Industry experts have warned that anyone looking to build or use Web-based services using Sun Microsystems' service-driven network strategy, code-named Brazil, will face incompatibility with Microsoft technologies.
According to Gartner analyst Yefim Natis, Sun's current foray into Java-based Web services, called Jax (Java application programming interface for Xml), is incompatible with Microsoft's Soap (Simple Object Access Protocol) initiative.
In a Gartner paper, entitled "Is Sun on the road to Web services", from December 2000, Natis says Sun's Web services may turn out to be significantly different from Microsoft's. In the paper he notes that Sun has already said that the JAX standards will become part of J2EE (Java 2 Enterprise Edition).
Whether this will impact upon Sun's forthcoming service-driven network initiative and Brazil project remains to be seen. But Tim Jennings, an analyst at Butler Group, said that the two companies have a bad co-operation record.

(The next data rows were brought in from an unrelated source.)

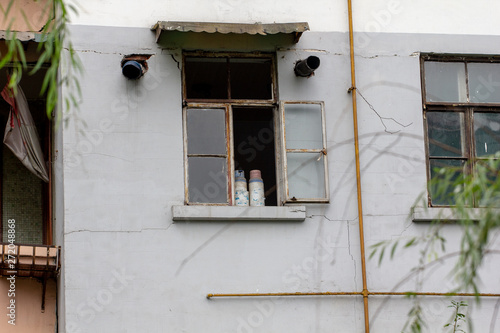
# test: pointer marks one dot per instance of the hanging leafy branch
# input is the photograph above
(54, 39)
(458, 317)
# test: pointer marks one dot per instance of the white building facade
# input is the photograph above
(144, 188)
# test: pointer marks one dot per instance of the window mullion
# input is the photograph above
(230, 153)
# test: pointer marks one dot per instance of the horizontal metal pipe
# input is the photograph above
(353, 293)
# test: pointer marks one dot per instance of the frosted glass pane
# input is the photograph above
(206, 131)
(306, 175)
(303, 126)
(484, 82)
(207, 179)
(445, 82)
(445, 134)
(444, 173)
(487, 133)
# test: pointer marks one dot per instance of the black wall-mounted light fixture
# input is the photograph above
(135, 66)
(306, 67)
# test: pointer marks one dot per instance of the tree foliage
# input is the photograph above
(54, 40)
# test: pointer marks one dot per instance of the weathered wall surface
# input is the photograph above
(129, 268)
(24, 15)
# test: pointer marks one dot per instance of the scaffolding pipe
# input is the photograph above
(351, 293)
(352, 89)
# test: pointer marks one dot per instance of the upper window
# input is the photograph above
(461, 99)
(25, 212)
(233, 121)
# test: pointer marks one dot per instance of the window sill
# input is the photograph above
(234, 213)
(421, 214)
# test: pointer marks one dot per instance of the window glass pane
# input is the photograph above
(445, 133)
(306, 175)
(250, 78)
(488, 178)
(206, 131)
(303, 126)
(484, 82)
(207, 179)
(206, 78)
(487, 133)
(445, 82)
(444, 173)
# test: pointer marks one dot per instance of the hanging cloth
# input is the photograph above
(21, 135)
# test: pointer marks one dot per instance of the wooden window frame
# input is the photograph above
(468, 109)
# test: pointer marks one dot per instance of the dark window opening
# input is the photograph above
(228, 78)
(24, 197)
(253, 135)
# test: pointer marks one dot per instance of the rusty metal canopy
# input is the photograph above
(295, 29)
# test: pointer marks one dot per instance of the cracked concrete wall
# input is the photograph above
(129, 268)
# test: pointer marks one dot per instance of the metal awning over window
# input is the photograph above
(295, 29)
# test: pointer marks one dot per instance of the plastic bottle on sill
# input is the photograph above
(256, 189)
(240, 189)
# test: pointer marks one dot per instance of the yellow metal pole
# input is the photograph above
(350, 293)
(358, 174)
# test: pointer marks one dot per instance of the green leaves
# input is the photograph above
(458, 318)
(54, 42)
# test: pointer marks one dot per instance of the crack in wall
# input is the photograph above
(352, 256)
(382, 119)
(116, 231)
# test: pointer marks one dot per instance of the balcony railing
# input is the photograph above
(39, 261)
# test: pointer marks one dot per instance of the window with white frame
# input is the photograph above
(461, 98)
(233, 120)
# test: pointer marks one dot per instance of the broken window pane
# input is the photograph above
(445, 134)
(206, 78)
(487, 133)
(487, 173)
(306, 175)
(250, 78)
(206, 129)
(303, 126)
(444, 175)
(207, 179)
(445, 82)
(484, 82)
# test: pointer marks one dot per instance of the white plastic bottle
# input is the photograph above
(241, 196)
(256, 189)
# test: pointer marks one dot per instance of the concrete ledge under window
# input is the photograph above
(234, 213)
(421, 214)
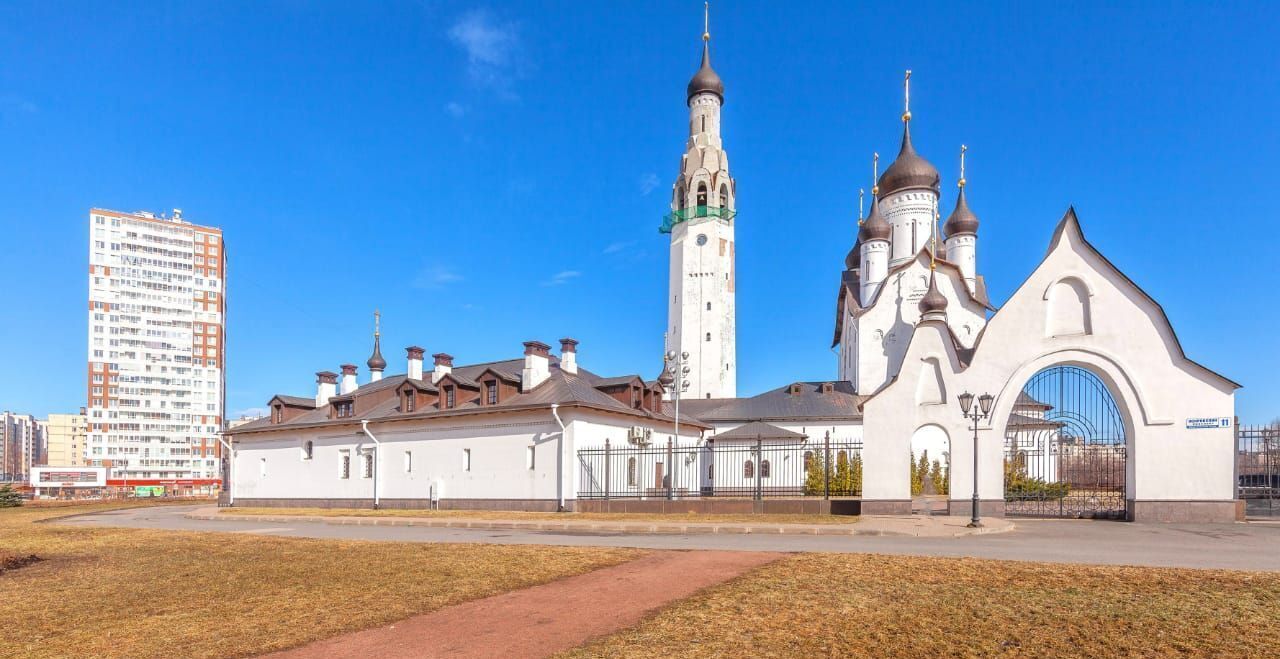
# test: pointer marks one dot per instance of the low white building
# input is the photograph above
(489, 435)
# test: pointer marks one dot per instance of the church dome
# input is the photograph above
(909, 170)
(705, 81)
(933, 301)
(375, 361)
(961, 220)
(876, 227)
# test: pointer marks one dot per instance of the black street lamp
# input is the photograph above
(978, 413)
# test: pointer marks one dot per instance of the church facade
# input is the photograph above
(1086, 403)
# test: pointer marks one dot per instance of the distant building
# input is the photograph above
(156, 349)
(65, 438)
(22, 445)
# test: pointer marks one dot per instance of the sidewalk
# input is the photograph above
(896, 526)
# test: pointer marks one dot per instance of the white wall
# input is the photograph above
(1130, 347)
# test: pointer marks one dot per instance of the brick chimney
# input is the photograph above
(325, 384)
(348, 379)
(415, 362)
(536, 365)
(568, 355)
(443, 366)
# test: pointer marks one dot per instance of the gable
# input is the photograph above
(1075, 293)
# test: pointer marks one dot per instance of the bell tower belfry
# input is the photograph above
(700, 223)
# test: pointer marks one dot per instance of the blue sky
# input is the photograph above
(488, 174)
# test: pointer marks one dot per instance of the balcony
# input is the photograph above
(673, 218)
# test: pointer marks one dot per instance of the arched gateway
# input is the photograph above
(1065, 448)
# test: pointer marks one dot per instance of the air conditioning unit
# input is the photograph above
(639, 435)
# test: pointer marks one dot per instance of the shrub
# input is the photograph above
(9, 497)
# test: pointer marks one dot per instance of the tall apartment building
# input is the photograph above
(65, 439)
(22, 445)
(156, 349)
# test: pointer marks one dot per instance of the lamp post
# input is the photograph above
(675, 373)
(976, 413)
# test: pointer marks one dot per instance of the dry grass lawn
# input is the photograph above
(135, 593)
(874, 605)
(557, 517)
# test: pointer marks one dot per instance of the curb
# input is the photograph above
(615, 527)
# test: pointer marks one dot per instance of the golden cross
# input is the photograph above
(874, 173)
(906, 96)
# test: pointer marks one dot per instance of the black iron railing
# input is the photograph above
(753, 470)
(1257, 468)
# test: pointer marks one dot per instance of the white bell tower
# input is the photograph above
(700, 303)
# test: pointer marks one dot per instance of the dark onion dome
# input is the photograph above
(705, 81)
(961, 220)
(933, 302)
(876, 227)
(909, 170)
(375, 361)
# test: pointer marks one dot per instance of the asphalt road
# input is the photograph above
(1253, 545)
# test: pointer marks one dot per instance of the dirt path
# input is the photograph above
(544, 619)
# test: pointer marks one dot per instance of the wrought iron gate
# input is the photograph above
(1257, 468)
(1065, 448)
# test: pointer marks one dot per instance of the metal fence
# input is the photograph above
(752, 470)
(1257, 468)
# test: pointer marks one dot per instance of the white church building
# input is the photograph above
(1093, 410)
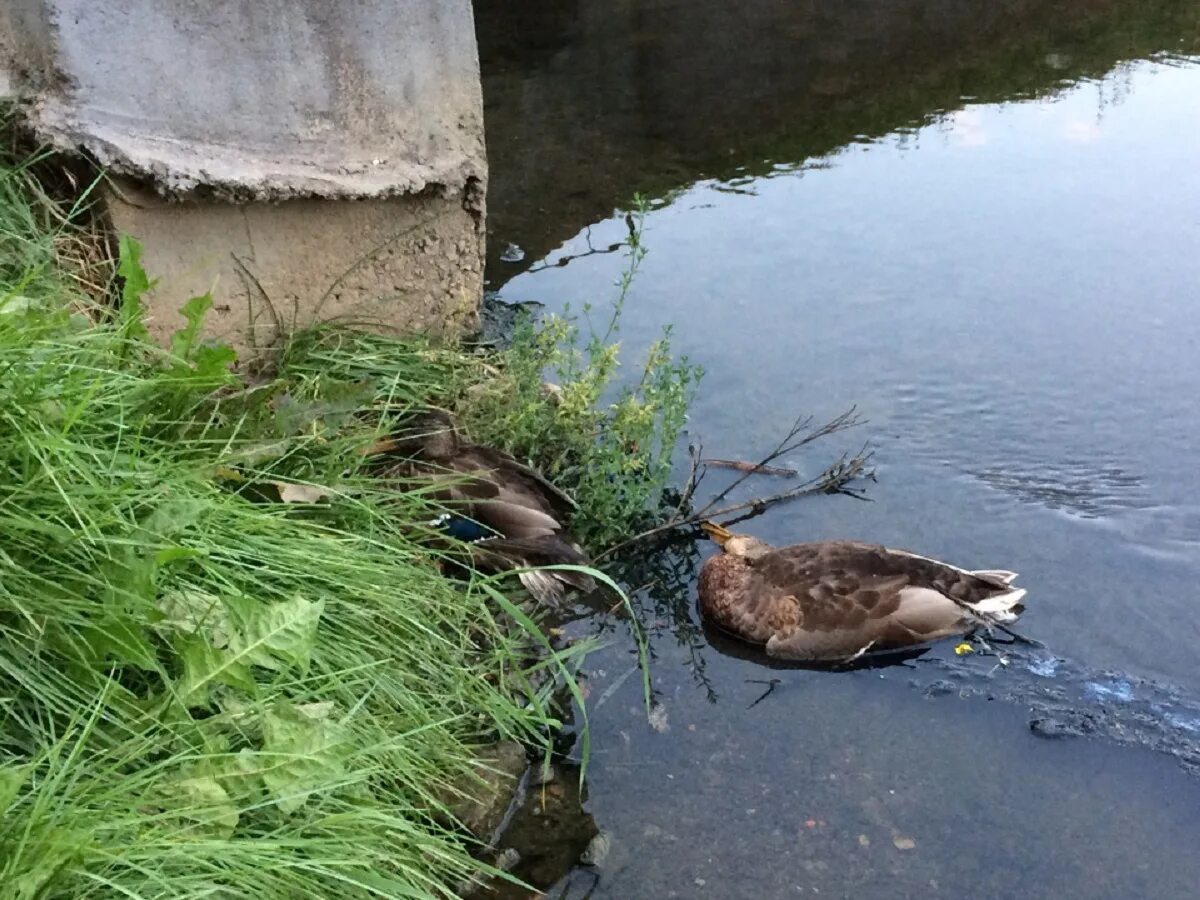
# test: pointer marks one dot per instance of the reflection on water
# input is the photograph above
(979, 222)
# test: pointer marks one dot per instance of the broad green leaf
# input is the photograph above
(15, 304)
(199, 808)
(304, 751)
(190, 611)
(12, 779)
(184, 341)
(274, 635)
(135, 285)
(213, 361)
(205, 665)
(120, 639)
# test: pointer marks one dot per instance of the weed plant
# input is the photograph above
(205, 691)
(557, 399)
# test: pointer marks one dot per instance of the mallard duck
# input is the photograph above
(509, 515)
(833, 601)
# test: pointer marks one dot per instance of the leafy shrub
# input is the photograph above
(607, 439)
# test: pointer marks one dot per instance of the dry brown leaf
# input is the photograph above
(292, 492)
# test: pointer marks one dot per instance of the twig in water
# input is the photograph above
(771, 685)
(754, 468)
(833, 480)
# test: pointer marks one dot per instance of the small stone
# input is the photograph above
(507, 859)
(597, 850)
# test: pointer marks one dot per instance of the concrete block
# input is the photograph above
(303, 138)
(401, 264)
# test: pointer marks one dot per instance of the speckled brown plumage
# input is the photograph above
(832, 600)
(523, 513)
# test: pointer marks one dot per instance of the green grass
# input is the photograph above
(205, 691)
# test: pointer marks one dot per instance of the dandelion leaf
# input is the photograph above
(205, 665)
(274, 635)
(201, 809)
(304, 751)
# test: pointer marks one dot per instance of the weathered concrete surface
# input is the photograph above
(259, 97)
(363, 120)
(401, 264)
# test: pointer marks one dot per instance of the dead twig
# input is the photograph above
(835, 479)
(751, 467)
(796, 437)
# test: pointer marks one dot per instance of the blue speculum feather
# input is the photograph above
(466, 529)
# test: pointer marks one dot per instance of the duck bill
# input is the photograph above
(719, 534)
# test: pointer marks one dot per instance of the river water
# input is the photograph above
(979, 222)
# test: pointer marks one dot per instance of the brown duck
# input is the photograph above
(833, 601)
(508, 515)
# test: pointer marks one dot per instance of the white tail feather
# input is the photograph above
(999, 606)
(544, 586)
(1001, 575)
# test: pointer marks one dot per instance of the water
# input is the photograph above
(978, 222)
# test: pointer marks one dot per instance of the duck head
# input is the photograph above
(736, 545)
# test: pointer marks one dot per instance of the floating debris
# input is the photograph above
(658, 718)
(1121, 691)
(1044, 667)
(597, 850)
(513, 253)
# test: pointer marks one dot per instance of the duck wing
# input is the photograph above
(835, 599)
(546, 586)
(521, 479)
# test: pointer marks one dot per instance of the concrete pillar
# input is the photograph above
(300, 159)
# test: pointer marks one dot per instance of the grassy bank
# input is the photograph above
(229, 666)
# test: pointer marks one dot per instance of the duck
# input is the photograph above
(507, 515)
(832, 601)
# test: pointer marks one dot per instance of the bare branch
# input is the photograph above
(835, 479)
(754, 468)
(798, 436)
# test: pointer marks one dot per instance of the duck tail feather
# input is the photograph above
(1000, 607)
(543, 586)
(1002, 575)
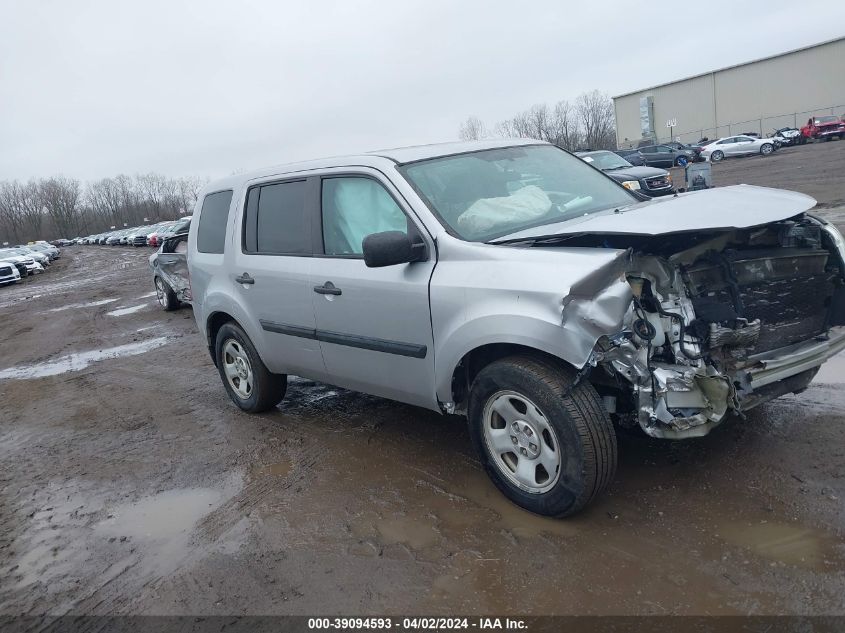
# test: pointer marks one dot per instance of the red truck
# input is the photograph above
(823, 127)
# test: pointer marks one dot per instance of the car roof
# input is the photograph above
(377, 159)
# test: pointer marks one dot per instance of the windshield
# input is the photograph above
(606, 161)
(491, 193)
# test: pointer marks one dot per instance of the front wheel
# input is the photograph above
(247, 380)
(549, 447)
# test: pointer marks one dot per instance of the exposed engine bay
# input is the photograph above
(720, 322)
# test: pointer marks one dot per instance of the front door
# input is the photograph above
(272, 275)
(373, 324)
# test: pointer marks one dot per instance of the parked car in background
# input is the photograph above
(9, 273)
(666, 156)
(47, 249)
(17, 263)
(153, 236)
(170, 272)
(39, 257)
(511, 282)
(730, 146)
(820, 128)
(32, 266)
(180, 226)
(633, 156)
(788, 135)
(650, 181)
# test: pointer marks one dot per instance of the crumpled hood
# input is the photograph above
(735, 207)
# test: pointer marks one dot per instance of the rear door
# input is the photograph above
(271, 274)
(374, 324)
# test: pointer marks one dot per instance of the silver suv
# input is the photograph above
(511, 282)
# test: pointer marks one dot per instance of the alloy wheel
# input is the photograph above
(521, 441)
(237, 368)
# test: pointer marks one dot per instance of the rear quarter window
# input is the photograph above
(211, 232)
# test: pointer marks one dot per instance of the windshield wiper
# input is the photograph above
(539, 240)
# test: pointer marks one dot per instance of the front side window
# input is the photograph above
(211, 234)
(491, 193)
(353, 208)
(275, 222)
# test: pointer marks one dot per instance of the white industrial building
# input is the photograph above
(758, 96)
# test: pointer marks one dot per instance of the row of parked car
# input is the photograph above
(150, 235)
(18, 262)
(676, 154)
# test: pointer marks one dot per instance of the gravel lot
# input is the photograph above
(130, 484)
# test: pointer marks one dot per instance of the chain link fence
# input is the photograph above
(763, 126)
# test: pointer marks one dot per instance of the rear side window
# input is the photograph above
(211, 233)
(276, 221)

The legal wrangling over Java licensing has led to a situation where, according to Jennings, "Microsoft is claiming its Soap standard is language-independent, but Java is not supported."
He said that Microsoft appears not to acknowledge the existence of Java Enterprise Edition, which could impact upon Sun's Brazil initiative as this draws heavily on Java technologies. Consumers of potential Web Services and commercial developers faced a serious hurdle to overcome, he said. "It is so frustrating to [software] developers." He reasoned that while no single software standard was likely to prevail, "[People] need to be able to link to alternative technologies."
For this to happen Jennings stipulated that Sun and Microsoft would have to co-operate. "The current stand-off with Java is holding things back."